Companies face substantially more legal and financial liability for work-related accidents involving their employees than they do for contractors. For example, Amazon has relied on this model to minimize liability when its delivery drivers are injured (or injure others).
As a result, companies like Lyft and Uber have the legal flexibility and financial incentive to carry less extensive insurance.
If Lyft drivers were employees, according to Dubal, the company would likely have commercial insurance covering "all the time" drivers spend working, not just when they have riders in the car, which she said may be only 40-60% of the time drivers are on the road. Instead, Dubal said, what Lyft offers currently is "minuscule" compared what's required of companies subject to commercial insurance laws.
And for drivers like Wajnert who come from jobs where their employers have more robust policies, the gaps in Lyft's coverage can come as a surprise - and something they don't realize until its too late.
"It's horrible. I want to get the word out to Lyft drivers who are currently driving to be aware that they're not covered [by UM/UIM policies]," Wajnert said, adding: "I basically was a full-time employee for them."
Lyft does not classify its drivers as employees.

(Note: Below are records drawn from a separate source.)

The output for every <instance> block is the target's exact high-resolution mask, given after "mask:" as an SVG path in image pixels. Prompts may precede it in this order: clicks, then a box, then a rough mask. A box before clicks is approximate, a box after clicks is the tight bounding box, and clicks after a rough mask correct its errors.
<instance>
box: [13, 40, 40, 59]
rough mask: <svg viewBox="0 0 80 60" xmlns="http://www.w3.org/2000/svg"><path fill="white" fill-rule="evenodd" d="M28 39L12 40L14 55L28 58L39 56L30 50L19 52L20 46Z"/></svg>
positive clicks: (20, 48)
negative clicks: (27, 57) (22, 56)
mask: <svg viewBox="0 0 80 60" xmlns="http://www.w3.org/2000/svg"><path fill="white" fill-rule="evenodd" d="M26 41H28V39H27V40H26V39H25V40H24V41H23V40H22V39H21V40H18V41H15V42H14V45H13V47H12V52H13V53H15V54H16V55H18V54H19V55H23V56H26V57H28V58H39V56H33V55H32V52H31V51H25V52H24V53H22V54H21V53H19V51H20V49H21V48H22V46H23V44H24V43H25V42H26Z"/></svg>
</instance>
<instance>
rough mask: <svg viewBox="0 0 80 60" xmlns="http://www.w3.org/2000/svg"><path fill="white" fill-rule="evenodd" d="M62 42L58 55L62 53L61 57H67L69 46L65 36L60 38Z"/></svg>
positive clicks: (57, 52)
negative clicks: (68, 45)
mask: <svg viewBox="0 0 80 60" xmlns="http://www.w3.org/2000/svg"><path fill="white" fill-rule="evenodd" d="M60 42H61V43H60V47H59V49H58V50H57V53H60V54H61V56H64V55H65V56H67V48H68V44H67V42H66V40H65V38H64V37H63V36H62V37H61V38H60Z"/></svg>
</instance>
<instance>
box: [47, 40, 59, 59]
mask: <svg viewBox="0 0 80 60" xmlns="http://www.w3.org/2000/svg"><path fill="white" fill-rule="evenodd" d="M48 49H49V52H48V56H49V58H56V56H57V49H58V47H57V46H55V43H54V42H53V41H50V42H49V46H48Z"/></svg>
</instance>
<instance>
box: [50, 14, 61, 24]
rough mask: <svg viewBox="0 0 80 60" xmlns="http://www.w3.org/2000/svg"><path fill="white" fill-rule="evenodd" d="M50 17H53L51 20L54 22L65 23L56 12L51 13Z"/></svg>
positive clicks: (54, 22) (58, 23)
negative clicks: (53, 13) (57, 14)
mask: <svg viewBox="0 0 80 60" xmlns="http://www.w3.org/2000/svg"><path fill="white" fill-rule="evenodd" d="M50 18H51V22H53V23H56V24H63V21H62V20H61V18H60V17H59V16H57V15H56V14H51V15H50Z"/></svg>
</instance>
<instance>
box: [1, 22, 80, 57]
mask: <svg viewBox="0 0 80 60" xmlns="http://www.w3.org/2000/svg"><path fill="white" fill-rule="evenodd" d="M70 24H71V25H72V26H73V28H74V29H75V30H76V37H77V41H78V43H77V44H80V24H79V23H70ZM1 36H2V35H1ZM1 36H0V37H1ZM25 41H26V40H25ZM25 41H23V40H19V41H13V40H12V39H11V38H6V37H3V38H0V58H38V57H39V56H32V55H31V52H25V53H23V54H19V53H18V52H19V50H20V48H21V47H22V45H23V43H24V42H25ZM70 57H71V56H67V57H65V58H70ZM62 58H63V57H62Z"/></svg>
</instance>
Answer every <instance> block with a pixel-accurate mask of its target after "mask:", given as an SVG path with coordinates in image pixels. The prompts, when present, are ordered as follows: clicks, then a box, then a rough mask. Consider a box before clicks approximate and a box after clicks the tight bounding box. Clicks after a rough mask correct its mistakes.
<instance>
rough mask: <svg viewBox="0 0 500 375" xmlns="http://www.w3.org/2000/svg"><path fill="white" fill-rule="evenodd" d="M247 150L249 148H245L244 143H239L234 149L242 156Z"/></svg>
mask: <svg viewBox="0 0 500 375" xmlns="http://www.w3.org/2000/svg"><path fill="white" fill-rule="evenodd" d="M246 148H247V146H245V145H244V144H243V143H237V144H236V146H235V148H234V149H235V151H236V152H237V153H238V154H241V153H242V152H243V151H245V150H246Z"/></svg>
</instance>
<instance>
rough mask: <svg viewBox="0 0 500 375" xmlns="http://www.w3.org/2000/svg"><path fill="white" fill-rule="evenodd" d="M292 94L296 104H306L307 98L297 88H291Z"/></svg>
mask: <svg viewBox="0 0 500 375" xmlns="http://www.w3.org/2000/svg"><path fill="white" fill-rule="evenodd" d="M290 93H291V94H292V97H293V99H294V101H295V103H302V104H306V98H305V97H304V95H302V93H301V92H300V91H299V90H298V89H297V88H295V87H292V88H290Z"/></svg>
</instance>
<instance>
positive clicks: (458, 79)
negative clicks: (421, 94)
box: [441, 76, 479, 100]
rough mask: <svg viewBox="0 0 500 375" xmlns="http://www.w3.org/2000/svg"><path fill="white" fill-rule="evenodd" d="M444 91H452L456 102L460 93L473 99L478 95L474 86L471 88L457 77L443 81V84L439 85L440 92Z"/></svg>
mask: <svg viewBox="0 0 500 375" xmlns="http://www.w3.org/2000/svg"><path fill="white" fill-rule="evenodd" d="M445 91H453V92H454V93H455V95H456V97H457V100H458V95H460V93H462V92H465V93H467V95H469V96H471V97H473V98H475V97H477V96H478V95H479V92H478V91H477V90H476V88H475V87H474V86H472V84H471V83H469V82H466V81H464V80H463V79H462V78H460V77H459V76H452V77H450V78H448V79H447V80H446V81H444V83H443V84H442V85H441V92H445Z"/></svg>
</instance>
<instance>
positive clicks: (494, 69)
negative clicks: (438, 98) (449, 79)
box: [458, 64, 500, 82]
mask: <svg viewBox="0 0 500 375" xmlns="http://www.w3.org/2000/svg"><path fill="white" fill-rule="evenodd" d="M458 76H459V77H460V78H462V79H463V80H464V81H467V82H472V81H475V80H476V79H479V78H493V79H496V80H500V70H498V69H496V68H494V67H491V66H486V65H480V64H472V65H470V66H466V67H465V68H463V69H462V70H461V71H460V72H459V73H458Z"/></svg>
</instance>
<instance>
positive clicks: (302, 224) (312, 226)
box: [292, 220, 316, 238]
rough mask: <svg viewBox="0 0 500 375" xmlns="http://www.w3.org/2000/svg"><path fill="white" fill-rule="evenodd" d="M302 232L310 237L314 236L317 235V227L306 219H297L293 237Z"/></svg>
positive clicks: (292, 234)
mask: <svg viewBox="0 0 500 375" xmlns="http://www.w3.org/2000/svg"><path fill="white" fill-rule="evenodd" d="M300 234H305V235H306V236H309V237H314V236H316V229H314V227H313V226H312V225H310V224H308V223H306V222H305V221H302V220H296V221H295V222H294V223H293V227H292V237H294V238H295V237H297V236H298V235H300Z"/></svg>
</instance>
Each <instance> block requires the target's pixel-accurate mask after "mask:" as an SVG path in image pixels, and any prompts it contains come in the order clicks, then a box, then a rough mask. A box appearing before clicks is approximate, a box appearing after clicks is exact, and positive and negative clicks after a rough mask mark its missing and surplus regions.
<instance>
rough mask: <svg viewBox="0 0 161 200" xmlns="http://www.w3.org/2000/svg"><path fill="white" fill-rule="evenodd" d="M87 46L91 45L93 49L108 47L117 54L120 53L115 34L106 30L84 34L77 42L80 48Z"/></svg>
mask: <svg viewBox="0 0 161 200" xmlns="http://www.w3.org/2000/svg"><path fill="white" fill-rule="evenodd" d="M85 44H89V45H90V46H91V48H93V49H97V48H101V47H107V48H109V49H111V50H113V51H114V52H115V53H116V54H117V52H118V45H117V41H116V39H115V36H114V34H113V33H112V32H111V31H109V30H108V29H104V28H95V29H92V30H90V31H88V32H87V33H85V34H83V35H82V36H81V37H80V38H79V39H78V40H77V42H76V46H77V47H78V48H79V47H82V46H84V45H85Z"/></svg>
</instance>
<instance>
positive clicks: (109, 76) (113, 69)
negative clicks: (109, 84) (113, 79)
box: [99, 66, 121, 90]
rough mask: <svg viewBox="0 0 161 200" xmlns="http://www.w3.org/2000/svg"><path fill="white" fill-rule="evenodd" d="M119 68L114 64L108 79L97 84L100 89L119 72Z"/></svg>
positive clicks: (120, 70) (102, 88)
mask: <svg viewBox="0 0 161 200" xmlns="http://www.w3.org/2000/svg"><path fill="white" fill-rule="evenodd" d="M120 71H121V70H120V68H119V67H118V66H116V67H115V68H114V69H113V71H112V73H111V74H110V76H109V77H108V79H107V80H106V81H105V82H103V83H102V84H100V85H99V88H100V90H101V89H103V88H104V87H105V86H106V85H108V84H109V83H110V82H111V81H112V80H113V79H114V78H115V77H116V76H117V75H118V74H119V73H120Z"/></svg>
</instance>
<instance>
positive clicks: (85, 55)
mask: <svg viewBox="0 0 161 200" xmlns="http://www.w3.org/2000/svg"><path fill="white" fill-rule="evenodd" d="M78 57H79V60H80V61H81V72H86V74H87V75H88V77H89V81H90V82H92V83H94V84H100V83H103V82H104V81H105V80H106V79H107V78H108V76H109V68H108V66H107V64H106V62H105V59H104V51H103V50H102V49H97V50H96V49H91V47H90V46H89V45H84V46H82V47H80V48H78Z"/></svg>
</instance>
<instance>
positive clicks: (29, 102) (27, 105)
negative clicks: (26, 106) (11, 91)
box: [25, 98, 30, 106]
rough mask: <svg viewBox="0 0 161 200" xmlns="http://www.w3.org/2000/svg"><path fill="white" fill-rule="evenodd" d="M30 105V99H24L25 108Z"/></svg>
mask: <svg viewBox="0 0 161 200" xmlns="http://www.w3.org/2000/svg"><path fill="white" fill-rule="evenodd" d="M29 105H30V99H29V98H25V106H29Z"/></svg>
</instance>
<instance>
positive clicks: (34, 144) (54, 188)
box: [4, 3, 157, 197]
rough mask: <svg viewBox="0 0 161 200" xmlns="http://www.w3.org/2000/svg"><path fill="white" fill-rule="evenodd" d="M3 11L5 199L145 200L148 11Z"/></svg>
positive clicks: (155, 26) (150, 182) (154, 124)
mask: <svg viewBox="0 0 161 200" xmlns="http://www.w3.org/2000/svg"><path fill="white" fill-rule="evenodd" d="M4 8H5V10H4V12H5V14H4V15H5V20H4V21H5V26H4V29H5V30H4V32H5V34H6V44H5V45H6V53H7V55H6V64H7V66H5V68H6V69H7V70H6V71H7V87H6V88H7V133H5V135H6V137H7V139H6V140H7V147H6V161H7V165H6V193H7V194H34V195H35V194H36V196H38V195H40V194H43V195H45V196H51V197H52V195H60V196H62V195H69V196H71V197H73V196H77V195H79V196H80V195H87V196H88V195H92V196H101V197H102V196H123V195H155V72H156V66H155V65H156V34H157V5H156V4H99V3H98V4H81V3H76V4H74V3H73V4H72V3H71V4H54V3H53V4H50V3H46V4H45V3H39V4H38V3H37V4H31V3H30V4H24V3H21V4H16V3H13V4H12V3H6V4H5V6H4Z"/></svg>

Wajnert is hospital-bound for at least another month, joined by his sister, Melissa, who had to move from North Carolina to stay with him due to Craig Hospital's requirement that rehab patients have a caregiver with them.
While he's trying to stay positive and his friends have started a GoFundMe campaign to help him make ends meet, Wajnert said it's going to be a long road to recovery.
Correction: Marakas's blood alcohol content and speed at the time of the collision have not yet been confirmed, and Wajnert's medical expenses will likely cost millions of dollars, not hundreds of thousands of dollars as previously reported.